Memory Governance and Forgetting
Learn Python Enterprise-Grade Stateful Multi-Agent AI Systems - Part 024
Memory governance and forgetting for enterprise-grade stateful multi-agent AI systems: retention, consent, deletion, supersession, provenance, privacy, evidence quality, audit, and operational controls.
Part 024 — Memory Governance and Forgetting
Memory without governance is not intelligence.
It is slowly accumulating operational, privacy, security, and correctness debt.
In Part 020, we introduced memory architecture.

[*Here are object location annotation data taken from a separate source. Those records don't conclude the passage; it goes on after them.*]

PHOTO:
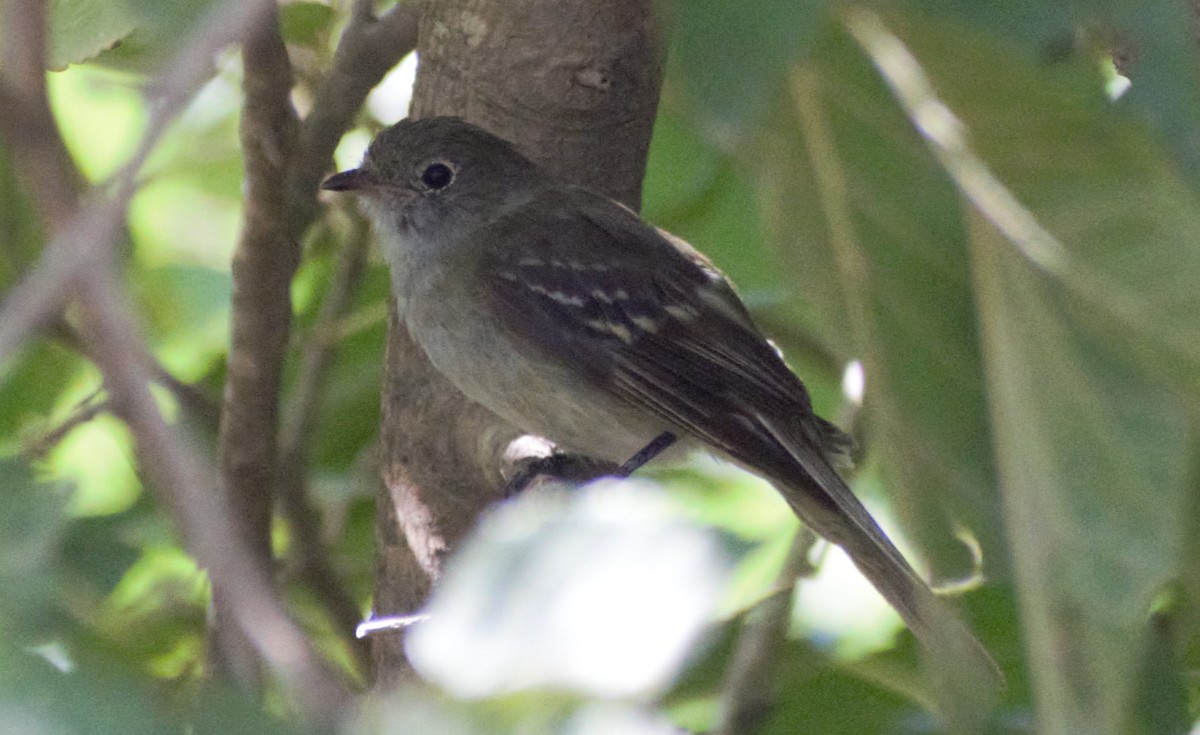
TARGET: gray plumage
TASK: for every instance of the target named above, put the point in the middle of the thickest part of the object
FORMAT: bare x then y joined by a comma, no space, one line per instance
568,316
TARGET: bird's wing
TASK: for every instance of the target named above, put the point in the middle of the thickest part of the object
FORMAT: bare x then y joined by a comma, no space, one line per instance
648,320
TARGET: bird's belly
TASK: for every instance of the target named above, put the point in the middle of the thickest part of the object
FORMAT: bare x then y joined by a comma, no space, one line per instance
525,389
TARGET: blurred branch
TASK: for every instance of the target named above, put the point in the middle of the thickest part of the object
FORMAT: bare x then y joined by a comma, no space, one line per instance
749,692
285,162
79,264
85,410
369,48
25,114
187,486
307,545
263,266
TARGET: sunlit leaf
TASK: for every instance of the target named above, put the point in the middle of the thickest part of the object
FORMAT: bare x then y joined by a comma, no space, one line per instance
599,591
82,29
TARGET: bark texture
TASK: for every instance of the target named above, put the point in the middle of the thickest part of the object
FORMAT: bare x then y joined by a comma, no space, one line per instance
575,84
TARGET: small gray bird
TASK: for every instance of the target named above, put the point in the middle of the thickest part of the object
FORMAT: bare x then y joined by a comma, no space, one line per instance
571,318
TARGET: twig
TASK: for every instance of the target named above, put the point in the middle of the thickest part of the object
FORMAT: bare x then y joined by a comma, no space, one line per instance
307,547
369,48
113,339
78,263
87,410
82,241
263,264
749,685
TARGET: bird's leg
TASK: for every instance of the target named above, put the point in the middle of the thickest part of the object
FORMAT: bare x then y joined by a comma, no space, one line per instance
658,446
574,468
581,468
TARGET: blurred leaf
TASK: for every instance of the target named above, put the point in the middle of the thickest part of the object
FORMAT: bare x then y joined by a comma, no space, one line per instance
1091,323
1165,93
94,698
189,310
869,233
31,525
1162,705
31,387
305,23
161,28
598,591
82,29
94,550
733,55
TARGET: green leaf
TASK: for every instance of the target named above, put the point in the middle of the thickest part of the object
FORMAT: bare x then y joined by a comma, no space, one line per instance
733,55
82,29
1083,257
870,239
305,23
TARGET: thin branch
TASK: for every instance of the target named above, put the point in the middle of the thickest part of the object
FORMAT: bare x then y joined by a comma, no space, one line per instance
749,692
85,411
25,114
263,266
369,48
309,545
82,241
78,264
187,485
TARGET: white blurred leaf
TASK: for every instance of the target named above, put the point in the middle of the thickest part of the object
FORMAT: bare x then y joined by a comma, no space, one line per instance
600,590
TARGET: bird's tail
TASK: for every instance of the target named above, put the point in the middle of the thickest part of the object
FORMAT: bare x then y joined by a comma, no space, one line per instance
823,501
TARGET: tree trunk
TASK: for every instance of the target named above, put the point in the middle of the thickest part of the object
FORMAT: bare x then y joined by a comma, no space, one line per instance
575,84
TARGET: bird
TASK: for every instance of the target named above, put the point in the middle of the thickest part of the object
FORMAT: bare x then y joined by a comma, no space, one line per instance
568,316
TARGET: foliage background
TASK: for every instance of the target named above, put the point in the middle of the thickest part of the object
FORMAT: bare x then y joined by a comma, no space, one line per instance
943,192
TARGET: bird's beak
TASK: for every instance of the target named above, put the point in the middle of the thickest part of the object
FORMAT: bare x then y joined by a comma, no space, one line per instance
354,179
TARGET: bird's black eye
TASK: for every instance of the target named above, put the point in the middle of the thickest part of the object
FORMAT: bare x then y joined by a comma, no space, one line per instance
437,175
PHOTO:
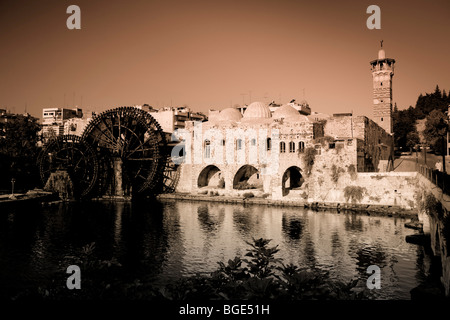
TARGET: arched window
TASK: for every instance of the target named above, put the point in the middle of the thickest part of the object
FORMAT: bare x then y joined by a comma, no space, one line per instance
292,146
301,146
207,149
268,144
238,144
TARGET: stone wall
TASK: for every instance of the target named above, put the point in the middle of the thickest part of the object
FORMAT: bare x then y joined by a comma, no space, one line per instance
377,144
434,227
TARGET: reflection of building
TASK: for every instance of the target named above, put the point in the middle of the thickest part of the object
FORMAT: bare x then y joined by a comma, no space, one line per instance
53,120
172,118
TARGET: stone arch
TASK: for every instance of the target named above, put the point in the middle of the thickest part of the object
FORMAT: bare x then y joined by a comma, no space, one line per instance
247,177
210,176
292,179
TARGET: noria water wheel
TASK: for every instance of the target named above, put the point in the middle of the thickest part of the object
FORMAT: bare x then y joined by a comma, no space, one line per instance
131,148
70,155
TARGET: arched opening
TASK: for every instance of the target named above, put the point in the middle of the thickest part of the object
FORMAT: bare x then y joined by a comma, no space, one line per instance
247,177
292,179
211,176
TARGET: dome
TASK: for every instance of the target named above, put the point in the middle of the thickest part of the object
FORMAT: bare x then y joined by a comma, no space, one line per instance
257,110
289,113
231,114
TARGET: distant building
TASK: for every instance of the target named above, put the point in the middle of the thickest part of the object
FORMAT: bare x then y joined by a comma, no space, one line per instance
302,107
76,126
172,118
53,120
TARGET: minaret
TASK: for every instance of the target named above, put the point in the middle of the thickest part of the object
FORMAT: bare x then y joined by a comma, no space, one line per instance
382,73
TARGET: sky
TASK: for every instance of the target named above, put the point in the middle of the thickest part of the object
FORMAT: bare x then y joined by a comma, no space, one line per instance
216,54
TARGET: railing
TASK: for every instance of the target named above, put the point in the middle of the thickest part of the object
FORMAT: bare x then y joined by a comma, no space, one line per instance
439,178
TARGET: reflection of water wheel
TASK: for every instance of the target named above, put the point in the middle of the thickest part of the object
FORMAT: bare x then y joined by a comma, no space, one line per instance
133,142
171,176
69,153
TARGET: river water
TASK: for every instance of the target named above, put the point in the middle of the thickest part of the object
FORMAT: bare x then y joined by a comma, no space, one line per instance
167,240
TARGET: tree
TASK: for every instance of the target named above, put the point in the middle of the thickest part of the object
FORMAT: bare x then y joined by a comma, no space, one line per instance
404,122
18,152
436,128
412,140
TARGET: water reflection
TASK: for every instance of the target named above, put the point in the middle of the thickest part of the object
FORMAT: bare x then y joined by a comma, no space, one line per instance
160,241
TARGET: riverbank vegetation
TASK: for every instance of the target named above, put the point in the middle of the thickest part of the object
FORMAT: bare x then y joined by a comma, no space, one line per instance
257,275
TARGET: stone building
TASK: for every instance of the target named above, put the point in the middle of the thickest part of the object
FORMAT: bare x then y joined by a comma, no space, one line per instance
279,152
266,153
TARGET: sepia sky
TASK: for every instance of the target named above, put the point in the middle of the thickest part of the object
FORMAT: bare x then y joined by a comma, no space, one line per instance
214,54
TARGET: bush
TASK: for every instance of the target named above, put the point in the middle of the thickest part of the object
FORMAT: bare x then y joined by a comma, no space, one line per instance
355,193
247,195
258,275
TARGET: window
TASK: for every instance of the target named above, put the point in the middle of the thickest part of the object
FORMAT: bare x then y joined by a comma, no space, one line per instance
291,146
268,144
238,144
207,149
301,146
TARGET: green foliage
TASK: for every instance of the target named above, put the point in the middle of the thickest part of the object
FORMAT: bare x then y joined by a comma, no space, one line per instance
431,101
247,195
432,206
308,157
436,129
404,121
259,275
354,193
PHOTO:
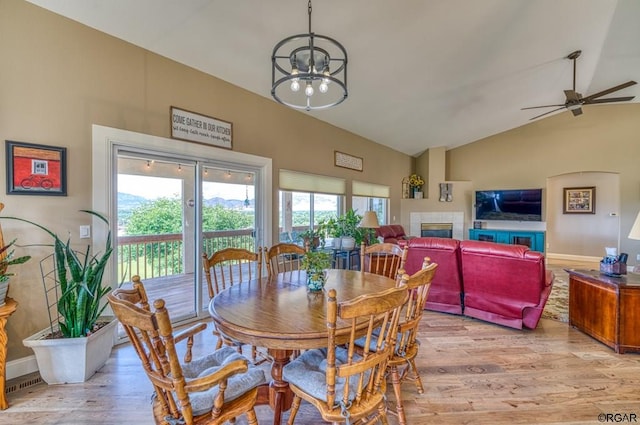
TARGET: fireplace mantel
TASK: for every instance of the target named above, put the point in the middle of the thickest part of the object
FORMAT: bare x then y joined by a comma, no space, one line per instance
456,218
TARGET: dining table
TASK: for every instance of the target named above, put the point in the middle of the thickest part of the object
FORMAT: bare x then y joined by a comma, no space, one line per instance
280,314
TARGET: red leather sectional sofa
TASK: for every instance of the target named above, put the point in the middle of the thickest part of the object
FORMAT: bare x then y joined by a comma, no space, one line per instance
499,283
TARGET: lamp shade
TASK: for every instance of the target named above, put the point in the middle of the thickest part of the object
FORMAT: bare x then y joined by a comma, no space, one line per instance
370,220
635,229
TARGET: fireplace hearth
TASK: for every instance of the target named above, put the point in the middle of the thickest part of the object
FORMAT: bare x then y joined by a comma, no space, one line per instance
436,230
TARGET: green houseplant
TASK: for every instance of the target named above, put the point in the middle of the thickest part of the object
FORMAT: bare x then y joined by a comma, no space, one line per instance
314,263
345,229
72,349
313,236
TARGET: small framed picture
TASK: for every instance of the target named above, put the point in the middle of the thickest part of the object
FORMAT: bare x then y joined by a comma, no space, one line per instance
36,169
579,200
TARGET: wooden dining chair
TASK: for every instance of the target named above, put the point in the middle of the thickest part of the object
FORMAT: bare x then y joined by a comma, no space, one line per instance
382,258
283,257
223,269
402,363
209,390
347,384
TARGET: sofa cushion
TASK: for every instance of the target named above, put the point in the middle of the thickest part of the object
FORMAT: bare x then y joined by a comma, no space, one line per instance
503,283
445,293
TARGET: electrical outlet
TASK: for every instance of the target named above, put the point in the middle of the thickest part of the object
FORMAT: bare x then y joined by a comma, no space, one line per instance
85,232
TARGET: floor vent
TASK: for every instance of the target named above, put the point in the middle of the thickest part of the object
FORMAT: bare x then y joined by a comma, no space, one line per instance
23,382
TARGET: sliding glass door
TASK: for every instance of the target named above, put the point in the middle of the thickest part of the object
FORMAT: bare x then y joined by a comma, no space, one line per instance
157,228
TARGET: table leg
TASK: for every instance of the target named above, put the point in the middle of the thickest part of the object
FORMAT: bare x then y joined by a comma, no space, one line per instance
3,356
280,396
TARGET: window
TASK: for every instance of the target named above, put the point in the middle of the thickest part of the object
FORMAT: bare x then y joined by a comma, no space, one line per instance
299,209
305,200
371,197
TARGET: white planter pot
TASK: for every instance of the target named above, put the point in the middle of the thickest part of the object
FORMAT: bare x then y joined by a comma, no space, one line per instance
72,360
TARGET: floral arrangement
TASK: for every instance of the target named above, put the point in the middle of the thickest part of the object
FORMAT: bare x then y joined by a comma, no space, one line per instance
415,180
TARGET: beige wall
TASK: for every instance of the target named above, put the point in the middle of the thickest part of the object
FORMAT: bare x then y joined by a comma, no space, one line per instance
583,234
58,78
604,139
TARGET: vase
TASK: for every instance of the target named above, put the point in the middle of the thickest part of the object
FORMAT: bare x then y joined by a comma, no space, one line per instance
316,281
4,289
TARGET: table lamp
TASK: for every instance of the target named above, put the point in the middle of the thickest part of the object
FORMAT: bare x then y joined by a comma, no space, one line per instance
635,229
369,221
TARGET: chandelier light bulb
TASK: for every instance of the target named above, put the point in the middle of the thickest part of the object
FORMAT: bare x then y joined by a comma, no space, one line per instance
324,86
309,89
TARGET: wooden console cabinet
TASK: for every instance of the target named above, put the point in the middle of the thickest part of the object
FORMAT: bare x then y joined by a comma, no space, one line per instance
606,308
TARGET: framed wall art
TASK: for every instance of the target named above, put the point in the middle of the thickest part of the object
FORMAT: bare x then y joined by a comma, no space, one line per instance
345,160
36,169
193,127
579,200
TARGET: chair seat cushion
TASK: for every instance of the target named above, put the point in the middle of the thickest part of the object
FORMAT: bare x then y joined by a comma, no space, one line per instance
237,385
308,372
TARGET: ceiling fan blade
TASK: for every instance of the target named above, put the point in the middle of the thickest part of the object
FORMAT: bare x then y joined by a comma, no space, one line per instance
607,100
546,113
544,106
611,90
572,96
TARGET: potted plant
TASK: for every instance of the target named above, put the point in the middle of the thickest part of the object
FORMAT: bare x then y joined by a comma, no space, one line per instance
75,347
345,230
314,263
313,236
6,260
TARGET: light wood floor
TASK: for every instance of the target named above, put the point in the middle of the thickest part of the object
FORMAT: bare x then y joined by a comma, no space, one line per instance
473,373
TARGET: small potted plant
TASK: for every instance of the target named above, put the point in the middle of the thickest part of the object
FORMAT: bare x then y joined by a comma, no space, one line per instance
312,236
344,229
314,263
74,348
6,260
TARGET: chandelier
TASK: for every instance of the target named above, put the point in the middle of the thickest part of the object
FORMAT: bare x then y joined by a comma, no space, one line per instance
309,71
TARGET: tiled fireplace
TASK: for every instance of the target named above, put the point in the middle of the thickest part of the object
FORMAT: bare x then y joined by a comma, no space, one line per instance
455,219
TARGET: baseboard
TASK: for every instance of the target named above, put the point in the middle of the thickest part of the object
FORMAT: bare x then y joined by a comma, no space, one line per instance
569,257
21,367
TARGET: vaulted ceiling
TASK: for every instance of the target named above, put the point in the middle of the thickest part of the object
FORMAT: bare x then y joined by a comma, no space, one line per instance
422,73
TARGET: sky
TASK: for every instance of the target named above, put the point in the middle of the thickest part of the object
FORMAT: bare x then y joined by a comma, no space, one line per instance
157,187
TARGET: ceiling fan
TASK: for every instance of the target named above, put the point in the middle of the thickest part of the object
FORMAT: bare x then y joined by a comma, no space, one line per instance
575,100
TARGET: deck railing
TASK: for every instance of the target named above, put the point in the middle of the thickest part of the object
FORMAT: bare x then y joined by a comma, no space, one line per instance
152,256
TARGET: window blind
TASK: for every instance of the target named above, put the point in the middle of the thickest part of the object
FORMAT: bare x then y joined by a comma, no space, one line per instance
370,190
303,182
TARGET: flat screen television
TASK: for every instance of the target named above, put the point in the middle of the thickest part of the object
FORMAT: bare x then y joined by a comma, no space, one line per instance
514,205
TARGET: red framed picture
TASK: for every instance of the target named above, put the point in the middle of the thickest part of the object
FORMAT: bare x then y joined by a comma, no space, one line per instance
36,169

This part goes deeper into the governance lifecycle:
- what may be remembered;
- who may write memory;
- who may read memory;
- what evidence supports memory;
- how long memory should live;
- when memory must expire;
- how memory is superseded;
- how memory is forgotten;
- how memory use is audited;
- how memory quality is measured;
- how memory avoids becoming ungoverned source of truth.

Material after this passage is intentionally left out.